Maran Brang Seng (16 June 1931 – 8 August 1994) was a Kachin politician and Chairman of the Kachin Independence Organization (KIO).

==Mr Maran Brang Seng==
Maran was born in 1930 in Hpakan, Kachin State, Myanmar (Burma), and educated in Kachin Baptist School, Myitkyina. He entered Rangoon University in 1952, and obtained a BA and a BEd in 1955. Brang Seng was Burma's delegate to the YMCA to Singapore in 1957; headmaster of Myitkyina Baptist school 1957–60 and its principal 1961–63. In 1963 he went underground with Kachin Independence Organization. He led the first Kachin rebel delegation to China in 1967 and was Chairman of KIO since 1975. Made peace with the Communist Party of Burma in 1976 and led the delegation of National Democratic Front to the CPB's Panghsang headquarters in March 1986. He left Kachin State in late 1986 to travel abroad. He became vice chairman of Democratic Alliance of Burma on 18 November 1988 and was attached to its headquarters at Manerplaw on the Thai−Burma border until KIO made peace with Rangoon in April 1993. He suffered a stroke on 21 October 1993 in Kunming, Yunnan and died on August 8, 1994.

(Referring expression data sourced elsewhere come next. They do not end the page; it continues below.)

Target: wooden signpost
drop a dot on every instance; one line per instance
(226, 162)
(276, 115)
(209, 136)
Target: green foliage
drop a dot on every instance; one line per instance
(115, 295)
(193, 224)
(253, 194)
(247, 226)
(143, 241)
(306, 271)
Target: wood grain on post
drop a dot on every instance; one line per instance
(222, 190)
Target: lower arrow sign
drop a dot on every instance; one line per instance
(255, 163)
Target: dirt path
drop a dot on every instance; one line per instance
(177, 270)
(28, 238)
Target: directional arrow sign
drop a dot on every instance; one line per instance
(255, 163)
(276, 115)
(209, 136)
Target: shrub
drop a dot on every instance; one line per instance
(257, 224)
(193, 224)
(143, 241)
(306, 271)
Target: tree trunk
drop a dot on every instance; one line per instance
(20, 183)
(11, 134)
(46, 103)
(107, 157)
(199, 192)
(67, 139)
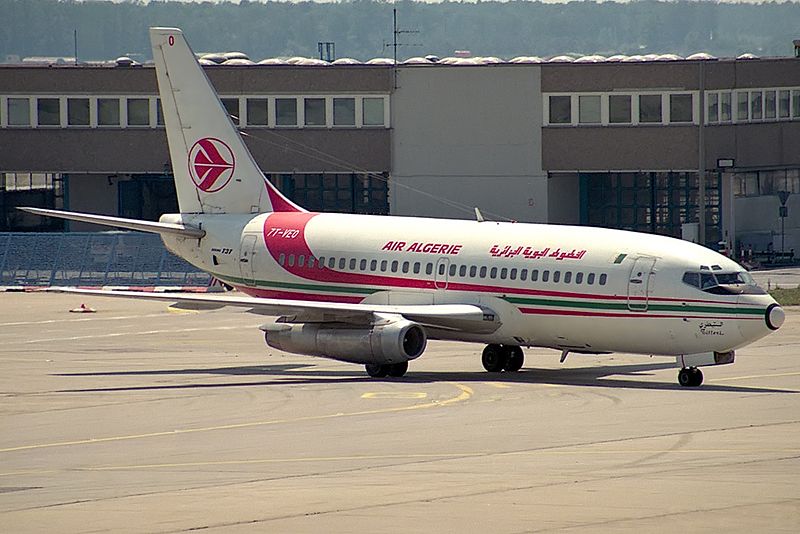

| Chronology of Peace-talks |
| 1st Talk:1980 (Shammed) |
| 2nd Talk:1986 (Shammed) |
| 3rd Talk:1988 (Interrupted by the Democracy Movement). |
| 4th Talk:1994 (Cease-fire agreement was signed, it has been 13 years). |

==Maran Brang Seng for Kachin people==
Maran Brang Seng, the leader among the Kachin people for most of the last thirty years when he died on 8 August 1994, was Chairman of the Kachin Independent Organization Central Committee (KIOCC) and president of Kachin Independent Council (KIC). He had shown great commitment in adhering to the peace-making process.

Kachins always had an ancient homeland. Their ability to integrate and mutually accommodate, both politically and culturally, is age-old. What post-independence Burma denied them was the political self-determination which they had fully enjoyed through World War II.

Lack of self-determination rights led to blocking the progress in Kachin State and the call for reform went out. Brang Seng was one of the leaders of such reform. When the army of the Union of Burma, the Union's presumed protector, turned instead into usurper of citizen's freedom and rights, military engagement became inevitable.